I am certainly not one of those who cry bitter tears that The Donald is destroying the credibility of our respected and reliable News Media.
I don’t respect them at all and they are reliable only in their bootlicking obsequious sycophancy.
Charles P. Pierce, a man with a natural thesaurus as good as my own, explains-
There Is So Much Wrong With This Sentence in The New York Times
by Charles P. Pierce, Esquire
Aug 29, 2017
There is so much wrong with this one sentence from The New York Times on Tuesday morning that it may be the single wrongest sentence in the history of wrongness, and of sentences.
Hurricane Harvey was the rarest of disasters to strike during the Trump presidency — a maelstrom not of Mr. Trump’s making, and one that offers him an opportunity to recapture some of the unifying power of his office he has squandered in recent weeks.
When in the name of god has this president* demonstrated the power to unify anything except division and anger? “Recapture” implies that he had it in the first place, or that he’s shown any indication that he ever wanted it. In the immortal words of the late Muddy Waters, you can’t spend what you ain’t got and you can’t lose what you never had.
The lifeboat phrase there, of course, is when Glenn Thrush places this “unifying power” in his office, rather than in the president* himself. Again, however, this particular occupant of the office has demonstrated right from his inaugural address that, even if he believed in the power of his office to unify, he wouldn’t know where to look for it. In that particular event, he’d be a guy who tried to turn on the lights of his office with the taps in the bathroom sink. But this most recent appeal for the vaunted presidential “pivot,” which is likely to prove as vain as all the other ones have been, demonstrates a phenomenon common to many political observers besides Glenn Thrush, and a phenomenon that did not begin with elevation of this particular president*.
This is how Ronald Reagan skated on the crimes of the Iran-Contra affair. In Mark Hertsgaard’s study of the press in the Reagan era, On Bended Knee, Ben Bradlee, the hero editor of Watergate, says flatly that another “failed presidency” would be disastrous, and that Katherine Graham, the hero publisher of Watergate, “called for a retreat” in her newspaper’s aggressiveness in the wake of Watergate and the rise of the Reagan Administration. You can see this at work as well in The New York Times’s decision to bury the story of the George W. Bush administration’s illegal surveillance program so as “not to affect” the 2004 election, even though that is precisely what that sort of story is supposed to do.
This is more than mere deference to power. A lot of institutions are powerful but still subject to an aggressive press and a skeptical public. But the presidency has grown to the point where a failed president shakes the comfort zone down to its foundations.

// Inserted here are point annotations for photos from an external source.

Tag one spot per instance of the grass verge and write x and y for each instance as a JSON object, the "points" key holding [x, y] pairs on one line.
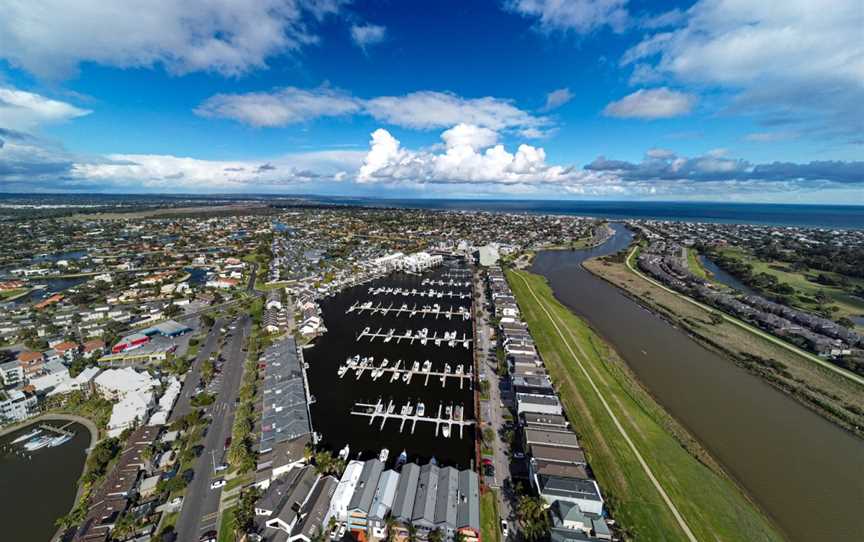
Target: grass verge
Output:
{"points": [[712, 505], [489, 530]]}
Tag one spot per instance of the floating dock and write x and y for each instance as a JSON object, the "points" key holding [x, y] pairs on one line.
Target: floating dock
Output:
{"points": [[405, 371], [425, 311], [451, 283], [448, 339], [430, 293], [445, 420]]}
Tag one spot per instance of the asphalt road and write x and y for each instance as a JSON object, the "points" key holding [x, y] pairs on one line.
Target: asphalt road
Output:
{"points": [[183, 407], [200, 510], [500, 460]]}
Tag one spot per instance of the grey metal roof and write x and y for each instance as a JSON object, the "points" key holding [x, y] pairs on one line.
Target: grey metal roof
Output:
{"points": [[385, 494], [468, 507], [573, 488], [551, 438], [406, 491], [446, 499], [316, 508], [424, 502], [364, 491], [293, 501]]}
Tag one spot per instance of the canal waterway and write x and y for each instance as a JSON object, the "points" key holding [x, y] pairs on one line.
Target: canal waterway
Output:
{"points": [[807, 473], [722, 276], [335, 397], [37, 491]]}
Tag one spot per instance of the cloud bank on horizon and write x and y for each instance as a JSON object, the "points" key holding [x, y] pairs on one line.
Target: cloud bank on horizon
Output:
{"points": [[762, 103]]}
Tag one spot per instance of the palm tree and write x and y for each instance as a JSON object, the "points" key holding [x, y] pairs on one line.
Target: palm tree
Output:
{"points": [[390, 525]]}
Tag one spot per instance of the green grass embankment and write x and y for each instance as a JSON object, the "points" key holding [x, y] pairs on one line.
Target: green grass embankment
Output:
{"points": [[706, 501]]}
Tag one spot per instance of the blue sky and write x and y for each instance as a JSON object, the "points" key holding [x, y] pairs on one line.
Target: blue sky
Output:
{"points": [[711, 100]]}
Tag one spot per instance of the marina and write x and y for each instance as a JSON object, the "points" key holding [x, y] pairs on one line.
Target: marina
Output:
{"points": [[431, 293], [405, 371], [424, 311], [444, 420], [448, 338], [399, 364]]}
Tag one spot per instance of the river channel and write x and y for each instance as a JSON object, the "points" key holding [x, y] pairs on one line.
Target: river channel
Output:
{"points": [[807, 473], [336, 397], [37, 491]]}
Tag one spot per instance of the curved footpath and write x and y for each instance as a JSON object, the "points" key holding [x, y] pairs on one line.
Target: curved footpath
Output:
{"points": [[743, 325], [647, 469]]}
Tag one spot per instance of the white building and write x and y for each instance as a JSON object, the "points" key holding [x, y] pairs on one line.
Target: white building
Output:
{"points": [[16, 406], [344, 491], [134, 393]]}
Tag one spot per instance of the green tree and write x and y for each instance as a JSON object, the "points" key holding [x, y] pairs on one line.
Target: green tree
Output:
{"points": [[532, 516]]}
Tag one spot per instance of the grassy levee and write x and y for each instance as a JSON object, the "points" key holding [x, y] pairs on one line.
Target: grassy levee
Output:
{"points": [[711, 505]]}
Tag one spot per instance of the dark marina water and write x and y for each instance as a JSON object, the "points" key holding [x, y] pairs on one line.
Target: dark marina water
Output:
{"points": [[723, 277], [197, 275], [35, 492], [804, 471], [335, 397]]}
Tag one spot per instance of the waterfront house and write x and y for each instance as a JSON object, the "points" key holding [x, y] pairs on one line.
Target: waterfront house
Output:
{"points": [[361, 501], [382, 503]]}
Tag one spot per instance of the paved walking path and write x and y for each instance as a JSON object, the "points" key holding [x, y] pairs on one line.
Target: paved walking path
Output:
{"points": [[747, 327], [672, 508]]}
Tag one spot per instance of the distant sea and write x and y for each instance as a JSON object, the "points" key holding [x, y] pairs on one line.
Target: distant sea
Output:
{"points": [[813, 216]]}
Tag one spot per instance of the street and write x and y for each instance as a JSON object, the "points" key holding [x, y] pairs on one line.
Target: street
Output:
{"points": [[200, 510], [500, 460]]}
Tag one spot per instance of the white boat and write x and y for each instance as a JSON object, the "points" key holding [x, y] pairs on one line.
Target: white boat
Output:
{"points": [[27, 436], [37, 444], [62, 439]]}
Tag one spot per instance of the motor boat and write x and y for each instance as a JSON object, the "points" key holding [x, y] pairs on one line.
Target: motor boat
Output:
{"points": [[27, 436], [343, 453]]}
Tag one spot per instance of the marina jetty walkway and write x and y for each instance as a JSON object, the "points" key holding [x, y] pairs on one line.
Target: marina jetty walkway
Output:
{"points": [[446, 418], [448, 339], [431, 293], [406, 374], [426, 311], [70, 418]]}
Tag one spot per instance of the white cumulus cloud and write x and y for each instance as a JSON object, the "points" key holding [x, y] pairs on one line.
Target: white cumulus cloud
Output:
{"points": [[289, 105], [580, 16], [422, 110], [795, 61], [51, 38], [21, 110], [470, 156], [365, 35], [658, 103]]}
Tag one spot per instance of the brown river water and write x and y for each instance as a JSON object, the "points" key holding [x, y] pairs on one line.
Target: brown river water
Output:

Too many people want a unifying Daddy in the White House so much that, if a president is not up to the job, those people will create that unifying Daddy out of shoddy material and wishful thinking.
Stockton-
Journalism is not a profession or a trade. It is a cheap catch-all for fuckoffs and misfits— a false doorway to the backside of life, a filthy piss-ridden little hole nailed off by the building inspector, but just deep enough for a wino to curl up from the sidewalk and masturbate like a chimp in a zoo-cage.